What do Hooter Girls want for Christmas?


----------



## Antarctican (Dec 22, 2008)

Ummm, a really big .... _parcel_ from Santa?

Fun pics. I'll bet Santa would much rather have the Hooters girls sit on his lap than some crying, wet-diapered 3 year old.

[It's odd to see the sunshine and palm trees in the background of the first shot, when it's so cold and snowy here.]


----------



## Battou (Dec 22, 2008)

Santas wife used to be a hooters girl dontchya know.


Nice shots.


----------



## Chiller (Dec 22, 2008)

Im thinkin, I wanna be Santa,...but only at Hooters.   The first girl is my...oops..pic is my fave.


----------



## Antarctican (Dec 22, 2008)

Okay, Santa, the Hooters Girls' chests, and the tooth fairy....what do they all have in common????


----------



## AlfromLA (Dec 23, 2008)

wow, the first one is hot.


----------



## third_shift|studios (Dec 23, 2008)

awesome!


----------



## lockwood81 (Dec 23, 2008)

Antarctican said:


> [It's odd to see the sunshine and palm trees in the background of the first shot, when it's so cold and snowy here.]



Yep, its quite warm down here, in the 70's F today....that's around 23c

The picture was taken just last Saturday, its a friend of mine dressed as Santa, we were on our way to a friends house to give a surprise visit of Santa and thought what the heck lets see what happens if we go to Hooters on the way.  

Thanks for the comments...that first girl has some amazing eyes.


----------



## mrodgers (Dec 23, 2008)

Appears that Santa just got his Christmas presents!


----------



## SpaceNut (Jan 3, 2009)

Does Santa need an assistant?
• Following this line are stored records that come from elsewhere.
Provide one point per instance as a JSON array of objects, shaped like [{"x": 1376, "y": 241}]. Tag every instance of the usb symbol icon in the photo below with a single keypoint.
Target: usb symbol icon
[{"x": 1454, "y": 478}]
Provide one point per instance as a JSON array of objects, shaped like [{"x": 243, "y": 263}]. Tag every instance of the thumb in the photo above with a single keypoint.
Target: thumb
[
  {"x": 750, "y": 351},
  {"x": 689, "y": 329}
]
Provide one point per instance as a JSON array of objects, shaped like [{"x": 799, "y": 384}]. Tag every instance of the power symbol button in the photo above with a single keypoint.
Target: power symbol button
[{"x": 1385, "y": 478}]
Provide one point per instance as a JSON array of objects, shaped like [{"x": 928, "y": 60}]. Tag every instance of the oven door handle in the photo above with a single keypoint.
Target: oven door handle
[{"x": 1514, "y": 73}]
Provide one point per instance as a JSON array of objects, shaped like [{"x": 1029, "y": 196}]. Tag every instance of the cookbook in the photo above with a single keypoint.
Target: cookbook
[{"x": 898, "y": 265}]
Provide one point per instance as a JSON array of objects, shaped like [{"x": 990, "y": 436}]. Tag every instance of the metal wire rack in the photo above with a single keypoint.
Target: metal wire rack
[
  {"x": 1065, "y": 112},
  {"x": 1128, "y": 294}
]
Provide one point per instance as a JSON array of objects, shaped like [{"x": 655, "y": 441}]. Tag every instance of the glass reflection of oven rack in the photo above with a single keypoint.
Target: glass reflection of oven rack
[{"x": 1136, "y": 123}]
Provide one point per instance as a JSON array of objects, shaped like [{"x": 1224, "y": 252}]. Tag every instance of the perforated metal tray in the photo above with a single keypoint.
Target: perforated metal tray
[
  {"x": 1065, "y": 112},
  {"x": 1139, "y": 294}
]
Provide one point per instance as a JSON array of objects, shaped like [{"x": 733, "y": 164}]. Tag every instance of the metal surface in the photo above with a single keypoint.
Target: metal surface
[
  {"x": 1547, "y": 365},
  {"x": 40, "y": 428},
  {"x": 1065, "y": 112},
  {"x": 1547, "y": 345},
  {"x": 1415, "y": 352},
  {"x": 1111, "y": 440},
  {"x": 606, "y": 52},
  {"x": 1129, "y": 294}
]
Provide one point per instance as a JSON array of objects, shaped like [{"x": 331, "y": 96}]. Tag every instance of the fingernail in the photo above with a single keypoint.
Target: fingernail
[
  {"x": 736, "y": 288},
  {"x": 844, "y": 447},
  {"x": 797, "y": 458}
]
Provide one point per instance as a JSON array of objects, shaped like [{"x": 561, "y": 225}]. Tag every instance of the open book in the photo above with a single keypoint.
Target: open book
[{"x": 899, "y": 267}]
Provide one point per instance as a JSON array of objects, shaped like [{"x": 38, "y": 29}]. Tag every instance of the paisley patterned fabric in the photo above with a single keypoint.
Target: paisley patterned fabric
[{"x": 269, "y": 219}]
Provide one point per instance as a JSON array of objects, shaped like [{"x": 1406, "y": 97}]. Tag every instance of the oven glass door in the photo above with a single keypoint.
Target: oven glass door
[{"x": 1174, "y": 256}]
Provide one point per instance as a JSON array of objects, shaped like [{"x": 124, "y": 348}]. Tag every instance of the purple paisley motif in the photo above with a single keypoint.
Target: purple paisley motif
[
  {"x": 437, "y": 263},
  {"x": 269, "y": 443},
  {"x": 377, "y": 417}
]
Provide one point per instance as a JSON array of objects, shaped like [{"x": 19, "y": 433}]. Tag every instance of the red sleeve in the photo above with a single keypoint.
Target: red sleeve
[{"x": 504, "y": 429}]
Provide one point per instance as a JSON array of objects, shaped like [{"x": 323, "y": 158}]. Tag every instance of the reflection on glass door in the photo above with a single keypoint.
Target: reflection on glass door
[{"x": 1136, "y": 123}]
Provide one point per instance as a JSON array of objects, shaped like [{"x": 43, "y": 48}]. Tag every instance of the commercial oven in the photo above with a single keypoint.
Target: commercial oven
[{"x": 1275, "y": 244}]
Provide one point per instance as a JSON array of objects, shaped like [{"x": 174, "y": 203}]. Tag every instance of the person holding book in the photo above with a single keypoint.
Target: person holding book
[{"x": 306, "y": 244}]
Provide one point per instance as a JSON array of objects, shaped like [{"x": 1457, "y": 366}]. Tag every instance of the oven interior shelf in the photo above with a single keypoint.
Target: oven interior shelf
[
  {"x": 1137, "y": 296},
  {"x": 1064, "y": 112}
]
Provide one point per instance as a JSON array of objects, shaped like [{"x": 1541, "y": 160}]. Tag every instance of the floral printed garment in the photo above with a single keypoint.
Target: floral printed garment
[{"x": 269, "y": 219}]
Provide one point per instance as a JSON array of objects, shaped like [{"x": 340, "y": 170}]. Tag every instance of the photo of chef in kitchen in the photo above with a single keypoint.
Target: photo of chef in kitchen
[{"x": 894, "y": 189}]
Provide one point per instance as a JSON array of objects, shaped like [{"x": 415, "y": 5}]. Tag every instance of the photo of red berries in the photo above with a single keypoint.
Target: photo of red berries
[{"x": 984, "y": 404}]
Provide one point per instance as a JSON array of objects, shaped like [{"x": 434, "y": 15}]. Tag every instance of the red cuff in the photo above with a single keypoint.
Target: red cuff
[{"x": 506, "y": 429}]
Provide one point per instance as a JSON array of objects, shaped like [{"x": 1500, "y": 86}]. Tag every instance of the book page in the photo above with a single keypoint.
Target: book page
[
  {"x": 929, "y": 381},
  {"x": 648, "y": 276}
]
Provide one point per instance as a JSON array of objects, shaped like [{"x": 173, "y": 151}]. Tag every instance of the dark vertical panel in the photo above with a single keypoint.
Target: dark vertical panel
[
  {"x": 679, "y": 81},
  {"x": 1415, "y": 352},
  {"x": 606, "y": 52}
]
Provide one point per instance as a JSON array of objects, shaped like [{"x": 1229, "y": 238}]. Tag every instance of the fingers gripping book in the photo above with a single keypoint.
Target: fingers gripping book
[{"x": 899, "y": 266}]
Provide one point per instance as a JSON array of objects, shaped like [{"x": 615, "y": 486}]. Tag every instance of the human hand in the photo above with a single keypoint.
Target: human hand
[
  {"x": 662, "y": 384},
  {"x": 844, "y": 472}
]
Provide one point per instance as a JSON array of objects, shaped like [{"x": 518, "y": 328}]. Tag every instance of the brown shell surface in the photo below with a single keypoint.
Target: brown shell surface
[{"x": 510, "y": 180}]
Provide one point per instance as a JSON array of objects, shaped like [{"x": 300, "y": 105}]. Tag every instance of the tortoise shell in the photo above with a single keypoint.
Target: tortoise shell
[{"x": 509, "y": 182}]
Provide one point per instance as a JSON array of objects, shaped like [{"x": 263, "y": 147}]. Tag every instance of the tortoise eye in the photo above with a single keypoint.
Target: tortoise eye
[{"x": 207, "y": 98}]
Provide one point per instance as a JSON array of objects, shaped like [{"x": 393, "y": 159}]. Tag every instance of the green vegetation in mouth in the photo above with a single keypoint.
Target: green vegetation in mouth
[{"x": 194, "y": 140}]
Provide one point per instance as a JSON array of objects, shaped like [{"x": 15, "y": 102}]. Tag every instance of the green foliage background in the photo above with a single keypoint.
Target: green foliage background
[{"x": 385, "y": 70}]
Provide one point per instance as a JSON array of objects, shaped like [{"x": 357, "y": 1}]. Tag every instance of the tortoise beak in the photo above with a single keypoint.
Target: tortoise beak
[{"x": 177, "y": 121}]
I'm available!!


----------



## rmh159 (Jan 5, 2009)

Antarctican said:


> Okay, Santa, the Hooters Girls' chests, and the tooth fairy....what do they all have in common????



Haha... oh it's still fun to believe.


----------



## zandman (Jan 6, 2009)

gotta love hooter girls,


----------



## MrsMoo (Jan 11, 2009)

Chiller said:


> Im thinkin, I wanna be Santa,...but only at Hooters.  The first girl is my...oops..pic is my fave.


 

nah, the last one is cuter!


----------